Saturday, August 13, 2011

Web Site Serves Up Catchy Coffee Facts for Readers

The following coffee facts were taken from Gourmet-Coffee-Zone.com: As recently as 2007, Starbucks has been raising the price of coffee, particularly to cover the costs of dairy products. The average cup of straight coffee at Starbucks costs a little over two dollars a cup, while lattes are priced at a little over four dollars. According to Gourmet Coffee, if you want to order a latte with extra foam or cream, you'll easily pay five dollars or more. The rise in prices has not deterred consumers, however. According to a study by the National Coffee Association, gourmet coffee consumption rose by three per cent in 2007 over the year before, while daily coffee consumption in general fell by two per cent during the same period. The NCA estimated that specialty coffee revenue in 2006 to be a whopping $12.2 billion. Seventy-five per cent of these sales took place in cafes and with coffee beverage retailers.

Johann Sebastian Bach composed a cantata about coffee between 1732 and 1734. At the time, coffee had been a popular drink in Europe for hundreds of years, while coffee houses were a frequent meeting place, including Leipzig, Germany, where Bach lived at the time. According to Gourmet-Coffee-Zone.com, the musical composition in question was more of "satirical comedy" and relates the tale of coffee addiction, considered to be a serious problem in society at the time.

The first wholesale coffee roasting company in America opened its doors in 1790. The same year the first advertisement for coffee in a newspaper was published.

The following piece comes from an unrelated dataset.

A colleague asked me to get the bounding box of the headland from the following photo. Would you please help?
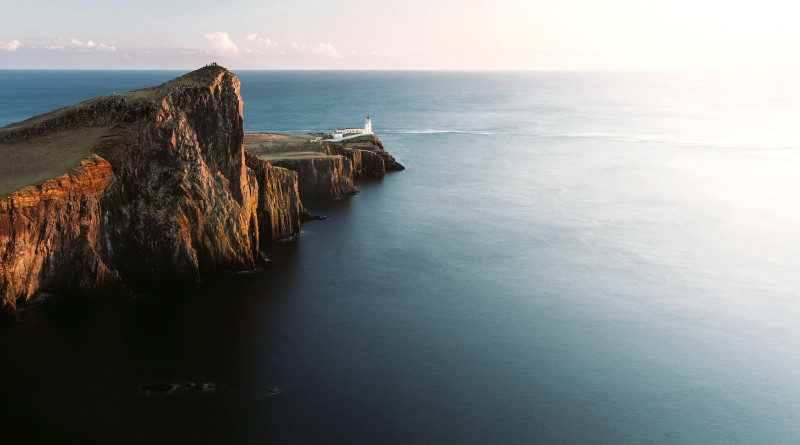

The well-known and popular latte in coffee circles is considered to be an American phenomenon. If you ask for a latte in Italy, you'll get a glass of milk (often warm milk). If you want a latte as it is known in America, you need to ask for a caffe latte (coffee with milk).

The first coffee filtre was created in 1908 by Melitta Benz, a housewife in Dresden, Germany. She used a blotting paper to create the first filtre. The same year, she and her husband, Hugo Bentz, started the Melitta Bentz company, a name synonymous with coffee filtres to this day.

According to legend, a cup of Maxwell House coffee was served to President Theodore Roosevelt in 1907, who declared the coffee to be "good to the last drop." Later, in 1926, the Cheek-Neal Coffee company, which at the time owned the rights to Maxwell House, registered the Presidential remark as a trade mark slogan, a slogan that continues to this very day.

I will be posting more interesting trivia from Gourmet-Coffee-Zone.com in the next blog.